Biology is the only science in which multiplication is the same thing as division.

If you’re not part of the solution, you’re part of the precipitate.

The proton and the electron always make the neutron order at the restaurant.
-There’s never any charge.

An elephant is a mouse with an operating system.

Two blood cells met and fell in love but alas it was all in vein

I’d tell you a chemistry joke, but I probably won’t get a reaction.
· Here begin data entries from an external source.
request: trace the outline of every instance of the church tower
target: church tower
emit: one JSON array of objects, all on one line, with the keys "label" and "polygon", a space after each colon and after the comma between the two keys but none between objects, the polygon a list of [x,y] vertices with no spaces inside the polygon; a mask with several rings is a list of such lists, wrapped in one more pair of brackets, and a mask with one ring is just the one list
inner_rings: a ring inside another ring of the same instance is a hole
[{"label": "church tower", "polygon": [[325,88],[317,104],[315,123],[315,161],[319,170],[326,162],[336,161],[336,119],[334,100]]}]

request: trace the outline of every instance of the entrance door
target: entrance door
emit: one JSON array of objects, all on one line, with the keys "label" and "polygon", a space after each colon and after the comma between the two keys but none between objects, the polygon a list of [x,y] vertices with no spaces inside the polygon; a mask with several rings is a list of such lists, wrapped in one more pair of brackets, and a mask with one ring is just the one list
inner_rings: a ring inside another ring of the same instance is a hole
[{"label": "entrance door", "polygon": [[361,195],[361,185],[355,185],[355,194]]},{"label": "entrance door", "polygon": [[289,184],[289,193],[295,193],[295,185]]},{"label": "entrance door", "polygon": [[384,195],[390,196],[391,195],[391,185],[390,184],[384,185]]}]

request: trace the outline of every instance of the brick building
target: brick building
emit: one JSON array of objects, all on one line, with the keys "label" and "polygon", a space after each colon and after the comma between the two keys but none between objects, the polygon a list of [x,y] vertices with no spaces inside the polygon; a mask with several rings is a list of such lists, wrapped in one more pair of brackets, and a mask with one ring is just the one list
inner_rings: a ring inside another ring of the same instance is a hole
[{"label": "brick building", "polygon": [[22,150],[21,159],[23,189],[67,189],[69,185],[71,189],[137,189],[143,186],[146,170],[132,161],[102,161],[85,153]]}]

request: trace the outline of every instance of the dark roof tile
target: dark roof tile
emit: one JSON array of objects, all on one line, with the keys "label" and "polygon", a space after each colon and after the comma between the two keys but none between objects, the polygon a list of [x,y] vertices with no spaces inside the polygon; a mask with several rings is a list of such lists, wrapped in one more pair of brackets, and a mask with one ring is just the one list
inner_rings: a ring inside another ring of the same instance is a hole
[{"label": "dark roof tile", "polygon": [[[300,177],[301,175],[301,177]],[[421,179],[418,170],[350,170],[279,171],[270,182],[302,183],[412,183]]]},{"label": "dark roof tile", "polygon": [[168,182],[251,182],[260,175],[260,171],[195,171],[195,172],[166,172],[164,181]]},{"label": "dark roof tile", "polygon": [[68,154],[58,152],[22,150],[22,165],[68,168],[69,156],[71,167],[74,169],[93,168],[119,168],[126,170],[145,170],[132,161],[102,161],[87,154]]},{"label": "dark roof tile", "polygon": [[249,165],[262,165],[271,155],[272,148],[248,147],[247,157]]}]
Space kept running in circles and jumping in the air because it had too much energy.
– It was hyperspace.

Basic unit of laryngitis is 1 hoarsepower

Einstein started DJing at events.
-He called himself MC Squared.

There are 10 kinds of people:
– Those who understand binary and those who don’t.

If Iron Man and the Silver Surfer teamed up together, they would be alloys!

Protons write great inspirational posts.
– They’re so good at being positive.

The biggest difference between time and space is that you can’t reuse time.

If Fred Flintstone’s neurotransmitters could talk, they would say “GABA- dabba doo!”

A farmer put shoes on his horses and they all started sticking to the grass.
-They were in a magnetic field.

After decades of work, Einstein finally finished his theory about space.
-It was about time, too.

Me doing biochemistry
-biochemistry, biochemiswhy, biochemisby.

Organ donors really put their heart into it.